Manchester United manager Alex Ferguson takes his seat before the English FA Cup quarter-final football match between Manchester United and Chelsea at Old Trafford, Manchester, northwest England on March 10, 2013
Manchester United manager Alex Ferguson takes his seat before the English FA Cup quarter-final football match between Manchester United and Chelsea at Old Trafford, Manchester, northwest England on March 10, 2013

For once, both sets of supporters agreed. “Sacked in the morning,” they sang to Rafael Benitez during the early stages of Manchester United’s match in the FA Cup against Chelsea on Sunday. United were leading 2-0 and Chelsea looked as secure a skyscraper that had been built from the top down.

Benitez, the Chelsea manager, did not look too disillusioned because his natural expression never conveys much emotion. But he did respond – and his tactical intervention did turn around the match to such an extent that, by the end, Chelsea should have won.

Amid chants of, "You don't know what you're doing” (from the Chelsea fans, no less), Benitez took off Frank Lampard and Victor Moses early in the second half, replacing the players with John Obi Mikel and Eden Hazard. Taking off Lampard is never going to endear a manager to the Chelsea fans (Lampard is sacrosanct), but this time the decision was correct. Mikel stabilised the midfield and Hazard enhanced the forwards.

Hazard scored to give Chelsea hope and then Ramires equalised with a fine strike, paving the way for a Chelsea onslaught. Even Alex Ferguson, the Manchester United manager, accepted that Chelsea deserved to win in the end.

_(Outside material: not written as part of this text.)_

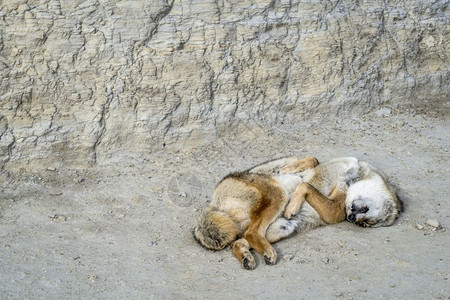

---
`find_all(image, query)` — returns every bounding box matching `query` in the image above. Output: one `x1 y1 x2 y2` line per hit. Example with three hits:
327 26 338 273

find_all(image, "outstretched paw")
241 252 256 270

Benitez clearly did know what he was doing, which must have been a bit of an inconvenience for those Chelsea supporters who hope he fails.

Unlike after the defeat to Real Madrid in the Uefa Champions League last week, Ferguson was not too distraught to talk, but he did fail to shake Benitez’s hand afterwards. The two men do not get along. It seems that Ferguson has never forgiven Benitez for winning the Champions League in 2005.

So what now for United? They have all but secured the Premier League but they are out of Europe. To reach the FA Cup final, they would have to defeat Chelsea at Stamford Bridge in the replay and then Manchester City in the semi-final at Wembley. Arduous times indeed, but a League-FA Cup double would certainly ease the frustration for Ferguson of the defeat to Real Madrid.

Failure to win the FA Cup, however, would arguably turn the season into one of anticlimax. Yes, winning the Premier League is a great achievement, but Ferguson sets his stall out each summer to win more than that. It bothers him that he has won only two Champions League titles since his first attempt in 1993-94 and no FA Cups since 2004.

It would bother him if the season ended with Benitez winning the FA Cup and the Europa League.